The coordination, knowledge, expertise, and skill sets for creating and hosting a festival of any type “takes a village.” The skills used are the same as those used in community planning and simply in community functioning. They can be harnessed as valuable resources in problem-solving. For an inclusive discourse in holistic planning, the participants need to go beyond non-profits, agencies, academics, and business communities to include the arts and faith communities and essential at the core—the people themselves, especially the youth (Taylor et al. 2012; Esteva and Prakash 2014). As witnessed in the work of the Isle de Jean Charles Biloxi-Chitimacha-Choctaw Tribe resettlement planning process, children and youth were eager to participate in what will be their future (Hart 1997).

Strong cultural and faith traditions are assets often overlooked for problem-solving larger issues such as water, contamination, and relocations (Aldrich and Meyer 2015). Asset-based planning uses community-driven practices, racial equity, transparency, and participation. It also applies accountability in governance of the work process (West et al. 2008). Through formal and informal networks of family and festivities, these affinity groups can help create relationships/friendships and bonds while bringing joyful celebration into problem-solving (Kretzmann and McKnight 1993).

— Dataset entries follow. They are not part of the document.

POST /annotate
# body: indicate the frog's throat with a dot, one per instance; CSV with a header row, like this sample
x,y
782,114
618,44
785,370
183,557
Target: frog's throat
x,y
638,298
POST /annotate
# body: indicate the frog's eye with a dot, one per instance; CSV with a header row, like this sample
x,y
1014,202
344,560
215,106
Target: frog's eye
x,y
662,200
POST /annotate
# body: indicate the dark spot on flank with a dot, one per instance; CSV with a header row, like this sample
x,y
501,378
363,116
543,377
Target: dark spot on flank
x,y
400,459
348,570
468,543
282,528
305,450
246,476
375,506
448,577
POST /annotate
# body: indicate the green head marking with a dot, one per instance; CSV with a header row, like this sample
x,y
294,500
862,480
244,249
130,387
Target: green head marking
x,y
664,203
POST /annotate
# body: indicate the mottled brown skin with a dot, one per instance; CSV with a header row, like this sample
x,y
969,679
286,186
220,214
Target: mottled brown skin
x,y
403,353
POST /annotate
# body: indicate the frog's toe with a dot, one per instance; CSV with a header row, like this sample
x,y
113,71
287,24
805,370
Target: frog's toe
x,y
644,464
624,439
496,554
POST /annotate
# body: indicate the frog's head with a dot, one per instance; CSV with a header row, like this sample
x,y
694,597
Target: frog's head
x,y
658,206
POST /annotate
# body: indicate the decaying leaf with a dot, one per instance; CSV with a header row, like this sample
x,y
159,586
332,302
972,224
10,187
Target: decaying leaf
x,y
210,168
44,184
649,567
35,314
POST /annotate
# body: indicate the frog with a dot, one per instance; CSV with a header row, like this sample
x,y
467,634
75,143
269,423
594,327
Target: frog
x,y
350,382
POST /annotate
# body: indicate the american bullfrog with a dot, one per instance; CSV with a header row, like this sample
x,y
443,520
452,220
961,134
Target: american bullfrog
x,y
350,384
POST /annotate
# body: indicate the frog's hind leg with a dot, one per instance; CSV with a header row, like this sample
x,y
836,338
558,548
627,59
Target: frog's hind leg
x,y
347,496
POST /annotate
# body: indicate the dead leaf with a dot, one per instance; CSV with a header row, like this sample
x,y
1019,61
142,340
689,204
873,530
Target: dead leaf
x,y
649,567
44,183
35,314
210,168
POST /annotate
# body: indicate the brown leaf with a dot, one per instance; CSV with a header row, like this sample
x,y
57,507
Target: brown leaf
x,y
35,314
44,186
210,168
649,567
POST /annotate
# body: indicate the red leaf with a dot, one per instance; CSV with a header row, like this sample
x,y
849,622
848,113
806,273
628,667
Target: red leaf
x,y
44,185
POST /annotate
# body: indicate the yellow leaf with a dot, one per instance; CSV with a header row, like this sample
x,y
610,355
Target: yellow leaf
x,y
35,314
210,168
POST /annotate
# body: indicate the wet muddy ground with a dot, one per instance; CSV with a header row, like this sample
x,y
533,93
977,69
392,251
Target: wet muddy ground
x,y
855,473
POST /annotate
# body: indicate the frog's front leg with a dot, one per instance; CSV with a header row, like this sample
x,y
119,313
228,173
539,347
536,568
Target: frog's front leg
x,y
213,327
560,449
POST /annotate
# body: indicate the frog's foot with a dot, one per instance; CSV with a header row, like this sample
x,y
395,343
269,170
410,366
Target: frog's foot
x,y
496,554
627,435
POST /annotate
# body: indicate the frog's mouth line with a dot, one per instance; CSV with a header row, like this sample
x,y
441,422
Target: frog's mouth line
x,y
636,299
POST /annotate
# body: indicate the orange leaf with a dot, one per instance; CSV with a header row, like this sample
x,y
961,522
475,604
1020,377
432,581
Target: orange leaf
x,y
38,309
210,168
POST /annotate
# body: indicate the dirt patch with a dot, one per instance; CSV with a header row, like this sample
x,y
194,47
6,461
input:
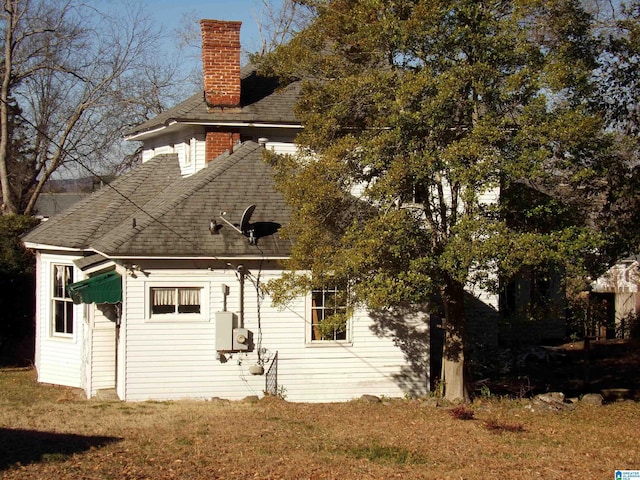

A New Plan for Louisiana must be inclusive and multidimensional, using best principles and wisdom from every knowledge discipline and practice. It must have goals that bring the state’s health and well-being up to an exemplar of good living for its people, a caring capacity. And concurrently the plan will need to consider land usage and its benefit for restoring the health of the environment through climate land trusts, while giving a future location for future displaced populations in resettlement.